Arachnophobia [1990]

An old-fashioned monster movie, opening amid the misty splendours of a Lost World-style expedition and then coming home to a Spielbergian small town, Arachnophobia one-ups such small beer predecessors as Earth vs the Spider and Kingdom of the Spiders to come across as the definitive arachnidsploitation horror picture. Like Jaws and Gremlins, this takes the care to establish that there are already cracks in its idyllic small town setting, well before the monsters turn up to transform it into a cobwebby hell, usefully indicting complacency and provincialism as way-clearers for the larger threat of the spider invasion. Moving away from a crime-and-grime-ridden city, the Jennings family - perfectly played on a not-too-cute note by Jeff Daniels and Harley Jane Kozak with the kids not allowed to take over the movie - find a pretty-pretty community of pompous and small-minded dolts. Almost uniquely, the film reverses the traditional Welcome Stranger-Dr Kildare cliché by having the old-style folksy family doctor turn out to be a dangerous and incompetent fool, while Ross, who depends on the scientific method and declares that 'medicine isn't a popularity contest', is ultimately vindicated. Frank Marshall, previously a producer with Amblin Entertainment, makes a professional directorial debut, juggling the scares with the suspense and the humour very well. The spiders themselves are given a careful build-up to establish their monstrousness even for viewers who don't share the hero's fear of spiders, and then prove very formiddable menaces, descending silently on threads from lampstands or showerheads, and creepily crawling towards unwitting victims.

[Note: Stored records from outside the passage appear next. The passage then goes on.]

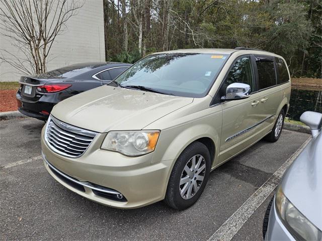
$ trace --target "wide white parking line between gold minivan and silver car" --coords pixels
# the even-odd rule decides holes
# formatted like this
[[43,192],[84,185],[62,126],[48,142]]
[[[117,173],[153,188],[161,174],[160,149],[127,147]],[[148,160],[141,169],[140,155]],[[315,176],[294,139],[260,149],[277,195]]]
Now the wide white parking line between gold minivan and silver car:
[[[308,138],[276,172],[244,202],[208,239],[208,241],[229,241],[277,187],[286,169],[309,143]],[[264,214],[263,214],[264,215]]]

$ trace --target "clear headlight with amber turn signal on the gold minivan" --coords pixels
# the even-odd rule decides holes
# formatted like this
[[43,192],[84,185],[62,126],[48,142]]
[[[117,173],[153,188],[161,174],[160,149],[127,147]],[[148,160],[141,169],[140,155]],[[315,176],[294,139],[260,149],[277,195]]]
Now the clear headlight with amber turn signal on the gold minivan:
[[126,156],[140,156],[154,151],[159,134],[160,131],[109,132],[101,149]]

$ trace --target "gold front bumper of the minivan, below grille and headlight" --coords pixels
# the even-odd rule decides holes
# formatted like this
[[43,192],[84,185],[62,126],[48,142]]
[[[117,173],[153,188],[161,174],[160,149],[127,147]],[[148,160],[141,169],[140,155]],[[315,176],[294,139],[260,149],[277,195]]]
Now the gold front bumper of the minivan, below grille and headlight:
[[[111,207],[137,208],[163,200],[172,162],[151,164],[153,153],[131,158],[101,150],[99,147],[104,138],[105,134],[98,134],[83,156],[68,158],[54,153],[47,146],[43,129],[41,146],[48,173],[71,191]],[[91,186],[79,189],[79,186],[59,177],[50,165],[78,182],[120,193],[123,199],[118,200],[116,195],[102,195]]]

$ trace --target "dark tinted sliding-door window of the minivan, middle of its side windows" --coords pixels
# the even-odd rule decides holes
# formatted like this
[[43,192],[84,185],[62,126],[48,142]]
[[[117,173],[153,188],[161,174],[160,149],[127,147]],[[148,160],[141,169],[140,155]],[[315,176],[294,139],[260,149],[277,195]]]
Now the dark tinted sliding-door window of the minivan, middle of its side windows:
[[256,58],[259,90],[276,85],[276,75],[273,59]]

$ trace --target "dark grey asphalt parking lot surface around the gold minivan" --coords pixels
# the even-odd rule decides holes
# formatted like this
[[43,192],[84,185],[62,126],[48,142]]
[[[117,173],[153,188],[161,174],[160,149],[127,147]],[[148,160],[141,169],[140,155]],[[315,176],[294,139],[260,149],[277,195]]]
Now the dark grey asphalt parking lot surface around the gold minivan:
[[[187,210],[163,202],[121,210],[81,197],[47,173],[40,158],[43,125],[33,118],[0,122],[1,240],[262,240],[273,195],[265,187],[309,138],[283,131],[277,143],[260,141],[213,171]],[[260,200],[263,186],[269,193]]]

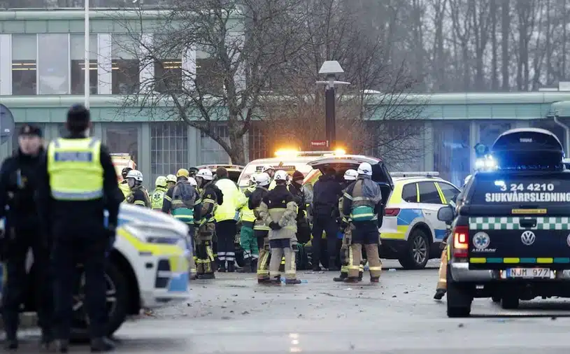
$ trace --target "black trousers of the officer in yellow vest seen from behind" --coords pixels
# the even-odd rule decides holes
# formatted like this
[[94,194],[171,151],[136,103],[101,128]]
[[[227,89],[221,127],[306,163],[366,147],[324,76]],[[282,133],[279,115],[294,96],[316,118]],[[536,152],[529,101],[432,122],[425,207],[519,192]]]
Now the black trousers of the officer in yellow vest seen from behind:
[[55,325],[58,339],[69,339],[73,295],[85,276],[85,306],[92,338],[106,336],[105,236],[56,239],[52,260],[55,278]]

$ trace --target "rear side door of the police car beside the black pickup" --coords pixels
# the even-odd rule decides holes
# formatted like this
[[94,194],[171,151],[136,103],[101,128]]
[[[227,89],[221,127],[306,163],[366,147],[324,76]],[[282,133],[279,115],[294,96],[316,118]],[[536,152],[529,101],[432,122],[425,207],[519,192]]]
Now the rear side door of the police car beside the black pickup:
[[424,218],[432,230],[434,242],[441,242],[446,234],[446,223],[437,219],[437,212],[443,206],[436,183],[431,180],[418,182],[418,202]]

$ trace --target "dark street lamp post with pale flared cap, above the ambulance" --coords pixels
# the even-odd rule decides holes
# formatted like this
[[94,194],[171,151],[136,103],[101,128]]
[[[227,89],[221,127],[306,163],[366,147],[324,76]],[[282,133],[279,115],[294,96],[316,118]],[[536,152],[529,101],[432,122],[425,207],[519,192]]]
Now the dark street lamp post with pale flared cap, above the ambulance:
[[316,83],[326,85],[325,90],[325,133],[329,148],[336,148],[336,118],[335,118],[335,85],[350,85],[345,81],[337,81],[336,76],[344,73],[341,64],[336,60],[327,60],[322,64],[319,75],[325,75],[327,80]]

As usual with genuinely scary scare movies, some care has been taken with the characterisations of the victims, so the film can afford to begin slowly before it fully gets the horror going, establishing some quite interesting business with Ross's professional problems in Canaima. In a large supporting cast, Julian Sands - whose sneering superciliousness is always better served by unsympathetic roles - is effectively disposable as the pony-tailed glamour scientist whose fault the crisis all is, and John Goodman scores in a fine comic cameo as a strutting exterminator who adds a light leavening of humour to the mainly serious business, squelching one persistent troublemaker under his boot and then telling an admiring dog 'you got it, I'm bad'. Essentially a 'fun' horror movie rather than a special effects show, this is content to give brief glimpses of the shrivelled and cobwebbed corpses and to get its shrieks through sustained suspense. The finale, in which Ross is trapped in his wine-cellar with the huge male spider, and has to use the instruments to hand - a nailgun and a bottle of vintage wine especially - to overcome the monster, is as well-staged and effective a man-against-monster battle as any in the cinema, and the film has the wit not to end with a coda showing a new spider creeping into frame to set up for a sequel, instead taking the Jennings family back to the city just in time for an earthquake.